No, I don't leave towels in a damp pile on the bathroom floor between uses.

Imbrocator · 18/01/2026 11:30

Seawolves · 18/01/2026 11:24

My little one is tube fed, his tube goes into his gastrostomy in his stomach, it's an opening directly through his skin into his stomach. The site is often colonised with bugs like Staph A, his towels and tubie pads (little pads he wears around the stoma for comfort and to mop up any leaks) come directly into contact with the skin around the stoma in a way his clothes don't. Because of this towels are washed at a higher temperature along with his bed mats as he is doubly incontinent and I haven't met a continence product yet that keeps him dry overnight.

No, I don't leave towels in a damp pile on the bathroom floor between uses.

Your use case is one where I’d absolutely wash the towels at a high temperature. I’m sorry you’re both going through that and hope things get better soon.

bluedancingtwiglet · 18/01/2026 11:30

Forgot to say I wash towels at 40.

GETTINGLIKEMYMOTHER · 18/01/2026 11:31

HostaCentral · 18/01/2026 09:50

Depends. If I have a full towel load. They go on at 60. If not, random towels go in with the general wash at 40.

Never used fabric conditioner. So not an issue in that regard.

Edited

I haven’t used it for ages either. It gums up your machine with gunk - ditto gel pods. After reading a post on here by Piglet John (remember him?) I did the very hot empty wash he advised, and was appalled to see the dirty grey foam that appeared.

It took another very hot empty wash for it to come clean - I’d been using the pods and conditioner for ages.
Now it’s just soda crystals in the drawer and ordinary washing powder in the drum. Washing is fine.

A bonus is no plastic bottles or gel pod containers!

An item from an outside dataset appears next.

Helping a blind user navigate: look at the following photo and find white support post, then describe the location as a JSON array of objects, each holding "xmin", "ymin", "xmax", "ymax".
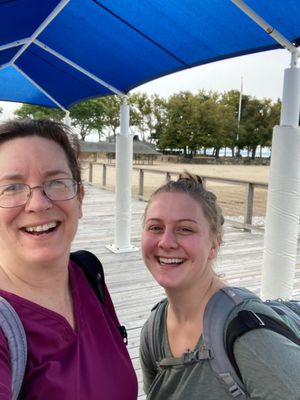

pizzaHeart · 18/01/2026 11:32

I wash towels separately or with bedding, depends on how much I’ve got. You can’t wash then with tops or bras or jeans - its very different

ThisMellowCat · 18/01/2026 17:46

Yes always, I don’t want billy bits in my other items, and I wash them higher wash

ElinorDashwood68 · 18/01/2026 18:05

Yes, separate at 60 on a longer wash

MeAndMyGhost · 18/01/2026 18:06

Yes, once a week with face cloths, tea towels. Powder, no fabric softener on 60c.

Islandgirl68 · 18/01/2026 18:17

@JacknDiane i just do 3 washes, whites coloureds and darks so everything that is in these colours goes in the wash, i dont follow any silly rules. Nothing is really that dirty. Do whst ever suits you.

luckylavender · 18/01/2026 18:28

ChimpOnMyShoulder · 18/01/2026 09:43

Separate hotter wash.

Me too

DinoLil · 18/01/2026 18:35

Nope, I throw them in with other washing.

Ahhhblissful · 18/01/2026 18:39

I bung it all in and hope for the best.

pouletvous · 18/01/2026 18:44

Yes but then i shove a few clothes in there also so it’s a full load

i believe 40 degrees is enough for anything.